In general, in tribology, the characteristics of fluids are of notable practical concern and a cause for much study. In the automotive industry especially, it is important to be able to determine and predict the viscosity and performance characteristics of an engine oil or other lubricants without having to test the same in an actual engine or other working mechanism. Further as well, in the printing industry, the characteristics of printing inks can be of critical concern.
Several rotational viscometers have been developed, which are intended, among other things, for studying such non-Newtonian fluids as multigrade motor oils formulated by blending viscosity index improvers, synthetic polymers, and so forth, into straight mineral oils. See, Kim et al., U.S. Pat. No. 3,350,922 (Nov. 7, 1967), and W. C. Pike et al., "A Simple High Shear Viscometer," SAE Publication No. 780981 (1978). Generally, such instruments, although useful, are complex, expensive, sometimes unstable, and reliable only in the hands of qualified scientists.
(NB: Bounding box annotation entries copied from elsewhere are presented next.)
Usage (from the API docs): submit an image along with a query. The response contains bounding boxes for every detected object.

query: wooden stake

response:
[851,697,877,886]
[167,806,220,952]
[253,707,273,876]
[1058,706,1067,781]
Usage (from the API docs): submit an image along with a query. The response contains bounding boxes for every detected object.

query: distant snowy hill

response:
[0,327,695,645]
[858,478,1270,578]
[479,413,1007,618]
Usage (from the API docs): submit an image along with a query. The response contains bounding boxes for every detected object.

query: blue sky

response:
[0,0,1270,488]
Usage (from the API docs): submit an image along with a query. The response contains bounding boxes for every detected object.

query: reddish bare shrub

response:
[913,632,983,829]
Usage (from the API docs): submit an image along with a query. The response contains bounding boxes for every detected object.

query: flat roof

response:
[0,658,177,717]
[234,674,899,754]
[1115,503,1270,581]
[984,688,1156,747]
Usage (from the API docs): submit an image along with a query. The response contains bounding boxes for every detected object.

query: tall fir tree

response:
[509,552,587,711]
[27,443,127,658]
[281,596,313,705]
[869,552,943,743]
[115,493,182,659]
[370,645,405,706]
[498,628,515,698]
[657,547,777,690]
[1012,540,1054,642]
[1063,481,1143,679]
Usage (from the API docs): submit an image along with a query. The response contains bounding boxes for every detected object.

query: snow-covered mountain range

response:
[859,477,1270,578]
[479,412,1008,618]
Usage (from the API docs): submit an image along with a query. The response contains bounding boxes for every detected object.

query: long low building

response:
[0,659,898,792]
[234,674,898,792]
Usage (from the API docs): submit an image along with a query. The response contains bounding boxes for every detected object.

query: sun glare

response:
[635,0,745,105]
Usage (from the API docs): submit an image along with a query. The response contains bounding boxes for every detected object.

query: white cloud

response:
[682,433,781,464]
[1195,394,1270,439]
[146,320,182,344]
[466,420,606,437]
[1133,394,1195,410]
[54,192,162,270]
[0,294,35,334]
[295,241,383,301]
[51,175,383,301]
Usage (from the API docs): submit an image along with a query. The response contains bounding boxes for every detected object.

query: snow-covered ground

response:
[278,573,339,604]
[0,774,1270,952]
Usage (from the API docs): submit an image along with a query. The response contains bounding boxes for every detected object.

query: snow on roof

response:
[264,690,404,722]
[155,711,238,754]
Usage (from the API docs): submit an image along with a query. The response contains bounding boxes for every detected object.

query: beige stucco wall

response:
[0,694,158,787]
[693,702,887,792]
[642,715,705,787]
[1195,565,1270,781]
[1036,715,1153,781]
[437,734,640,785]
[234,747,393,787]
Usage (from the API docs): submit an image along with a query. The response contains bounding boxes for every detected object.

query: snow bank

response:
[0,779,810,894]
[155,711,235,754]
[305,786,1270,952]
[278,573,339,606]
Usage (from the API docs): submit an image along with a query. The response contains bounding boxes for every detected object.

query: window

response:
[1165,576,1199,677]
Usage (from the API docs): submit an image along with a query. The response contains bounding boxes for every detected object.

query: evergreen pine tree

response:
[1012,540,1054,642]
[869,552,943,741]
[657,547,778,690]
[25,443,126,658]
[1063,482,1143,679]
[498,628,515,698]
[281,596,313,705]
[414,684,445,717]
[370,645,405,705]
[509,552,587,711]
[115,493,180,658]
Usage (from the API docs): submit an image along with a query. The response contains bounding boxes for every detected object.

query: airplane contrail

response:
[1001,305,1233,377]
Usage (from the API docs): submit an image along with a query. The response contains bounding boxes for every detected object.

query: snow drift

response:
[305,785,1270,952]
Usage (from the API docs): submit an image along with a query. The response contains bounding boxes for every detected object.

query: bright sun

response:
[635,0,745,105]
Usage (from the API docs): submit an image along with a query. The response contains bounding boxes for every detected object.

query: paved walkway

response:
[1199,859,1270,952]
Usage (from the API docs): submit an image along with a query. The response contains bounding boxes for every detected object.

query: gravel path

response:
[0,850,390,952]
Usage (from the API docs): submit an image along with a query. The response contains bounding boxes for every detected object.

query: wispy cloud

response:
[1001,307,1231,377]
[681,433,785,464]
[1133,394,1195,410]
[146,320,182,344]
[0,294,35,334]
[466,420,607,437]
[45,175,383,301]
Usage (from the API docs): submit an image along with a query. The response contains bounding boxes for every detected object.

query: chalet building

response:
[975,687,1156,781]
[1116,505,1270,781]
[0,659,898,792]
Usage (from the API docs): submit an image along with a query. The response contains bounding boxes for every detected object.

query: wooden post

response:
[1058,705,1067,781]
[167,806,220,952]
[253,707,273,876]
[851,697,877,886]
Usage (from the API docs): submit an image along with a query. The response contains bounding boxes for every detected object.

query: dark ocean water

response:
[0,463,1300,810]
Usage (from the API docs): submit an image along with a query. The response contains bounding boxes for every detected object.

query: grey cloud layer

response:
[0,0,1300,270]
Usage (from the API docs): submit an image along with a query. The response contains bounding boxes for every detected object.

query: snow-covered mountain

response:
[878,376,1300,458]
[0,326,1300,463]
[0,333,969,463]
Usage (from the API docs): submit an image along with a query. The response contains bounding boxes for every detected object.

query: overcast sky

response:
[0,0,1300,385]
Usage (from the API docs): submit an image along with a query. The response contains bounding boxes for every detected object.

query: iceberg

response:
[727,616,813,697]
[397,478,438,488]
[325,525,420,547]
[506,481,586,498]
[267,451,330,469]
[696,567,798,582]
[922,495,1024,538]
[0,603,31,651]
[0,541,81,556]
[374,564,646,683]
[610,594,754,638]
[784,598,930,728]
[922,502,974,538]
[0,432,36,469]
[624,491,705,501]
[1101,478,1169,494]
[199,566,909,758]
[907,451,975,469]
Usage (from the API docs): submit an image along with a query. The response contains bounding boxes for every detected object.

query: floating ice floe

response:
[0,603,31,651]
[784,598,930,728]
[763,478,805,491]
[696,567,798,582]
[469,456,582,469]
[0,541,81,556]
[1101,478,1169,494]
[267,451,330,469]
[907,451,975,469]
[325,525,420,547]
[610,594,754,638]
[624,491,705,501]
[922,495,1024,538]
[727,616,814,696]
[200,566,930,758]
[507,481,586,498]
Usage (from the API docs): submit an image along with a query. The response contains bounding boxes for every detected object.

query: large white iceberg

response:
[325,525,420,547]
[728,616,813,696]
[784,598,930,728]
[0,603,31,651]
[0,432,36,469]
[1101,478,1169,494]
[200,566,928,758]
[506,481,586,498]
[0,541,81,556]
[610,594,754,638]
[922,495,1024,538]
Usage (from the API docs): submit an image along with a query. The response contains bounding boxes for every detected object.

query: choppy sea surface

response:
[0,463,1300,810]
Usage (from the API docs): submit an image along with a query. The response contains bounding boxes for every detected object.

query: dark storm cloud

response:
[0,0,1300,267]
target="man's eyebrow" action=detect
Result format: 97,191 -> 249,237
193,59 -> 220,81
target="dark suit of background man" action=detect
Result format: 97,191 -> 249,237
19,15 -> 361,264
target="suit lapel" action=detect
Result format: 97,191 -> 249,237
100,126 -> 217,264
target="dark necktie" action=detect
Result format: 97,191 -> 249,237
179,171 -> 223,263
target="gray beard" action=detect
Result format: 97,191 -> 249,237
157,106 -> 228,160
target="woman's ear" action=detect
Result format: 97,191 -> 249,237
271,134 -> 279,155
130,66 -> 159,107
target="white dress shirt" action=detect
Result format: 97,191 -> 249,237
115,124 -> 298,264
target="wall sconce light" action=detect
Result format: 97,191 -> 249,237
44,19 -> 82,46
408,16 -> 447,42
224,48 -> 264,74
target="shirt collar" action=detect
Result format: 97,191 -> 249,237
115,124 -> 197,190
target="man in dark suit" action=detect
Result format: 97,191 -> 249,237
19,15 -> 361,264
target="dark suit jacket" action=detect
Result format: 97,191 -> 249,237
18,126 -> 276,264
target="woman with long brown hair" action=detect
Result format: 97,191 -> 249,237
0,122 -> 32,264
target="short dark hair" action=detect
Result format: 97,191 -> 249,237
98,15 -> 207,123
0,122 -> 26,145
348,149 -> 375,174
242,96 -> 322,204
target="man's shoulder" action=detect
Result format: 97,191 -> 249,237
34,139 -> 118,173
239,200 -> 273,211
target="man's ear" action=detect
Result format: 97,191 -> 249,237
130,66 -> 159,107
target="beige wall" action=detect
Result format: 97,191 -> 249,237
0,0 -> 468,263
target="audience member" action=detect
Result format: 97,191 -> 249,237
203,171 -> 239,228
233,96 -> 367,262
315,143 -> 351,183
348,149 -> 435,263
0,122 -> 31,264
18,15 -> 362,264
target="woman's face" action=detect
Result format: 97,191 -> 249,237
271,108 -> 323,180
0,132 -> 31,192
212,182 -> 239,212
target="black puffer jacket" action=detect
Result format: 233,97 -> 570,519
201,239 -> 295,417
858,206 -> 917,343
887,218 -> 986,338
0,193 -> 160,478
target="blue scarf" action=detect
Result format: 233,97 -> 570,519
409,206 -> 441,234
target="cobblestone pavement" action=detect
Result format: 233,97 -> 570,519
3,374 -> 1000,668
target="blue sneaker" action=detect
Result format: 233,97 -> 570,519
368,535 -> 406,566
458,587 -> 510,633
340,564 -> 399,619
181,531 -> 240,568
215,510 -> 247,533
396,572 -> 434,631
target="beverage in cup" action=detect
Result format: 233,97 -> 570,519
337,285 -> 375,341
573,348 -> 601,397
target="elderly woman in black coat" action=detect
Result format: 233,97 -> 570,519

In ameliorating or overcoming such problems as these, Theodore W. Selby invented and disclosed a tapered bearing simulator-viscometer, U.S. Pat. No. 4,445,365 (May 1, 1984). It is characterized by simple, benchtop operation, and its commercial embodiments, available from Tannas Co., Midland, Michigan, U.S.A., are believed to be the only very high shear (100,000 per reciprocal second and beyond) absolute viscometers commercially available--shown in ASTM studies to be the most accurate and precise of known very high shear rate viscometers, thus being suitable for production control as well as an excellent research tool. Organic and water based liquids, including engine oils, automatic transmission fluids, hydraulic fluids, waxes, and polymeric solutions have been tested on the tapered bearing simulator-viscometer at viscosities ranging from 1 to 100 centipoise (cP) depending on the temperature and shear rate. See, e.g., Tannas Co., catalog, pages 2 & 3 (1994).
Be that as it may, even the highly successful tapered bearing simulator-viscometer of Mr. Selby has its drawbacks. Chief among these are the following:
1) A hystersis synchronous motor is used, in which rotational speed is proportional to the frequency of the alternating current electrical input. For example, with an alternating current of 60 cycles per second, the motor speed is 3600 rotations per minute (rpm). However, if electrical devices, as for example, a refrigeration compressor, are operated on the same circuit, a change in the the number of cycles per second of the alternating current may occur. This in turn causes the motor speed to fluctuate, which in turn causes torque to fluctuate, which causes the instrument readout related to viscosity to fluctuate inaccurately.
2) The motor is housed in a motor housing which is supported on a turntable assembly in a platform and which rotates within a limited arc; supporting the turntable are eight ball bearings in a circular race. The bearings in this arrangement can drift and/or get dirty, causing the turntable/housing to lean, which in its turn also causes the instrument readout related to viscosity to shift inaccurately.
3) The motor is fed electricity through lead wires. The lead wires, which are external to the motor housing, and may dangle, can tug or pull, thus creating unpredictable drag not related to fluid viscosity, which in turn causes the torque values to shift, which causes the instrument readout related to viscosity to shift inaccurately.
4) The motor, rotor and stator assembly is supported on the platform, which is cantilevered from a slide plate as its only support. This arrangement can cause slight alignment problems, which in turn causes the torque and so forth to shift, which causes the instrument readout of viscosity to fluctuate inaccurately.
Although the inaccuracies caused by such arrangements of the Selby tapered bearing simulator-viscometer can be small, greater and greater accuracy and precision is being demanded in the viscometry art. See, e.g., Hydrock, "Automotive Lubricant Test Standards Keep Tightening," Lubricants World, Vol. 4, No. 12, pages 7, 10-11 & 14 (Dec. 1994).
It is desirable, accordingly, to overcome such problems, and be able to provide even more accurate and precise ways and means to measure fluid viscosity.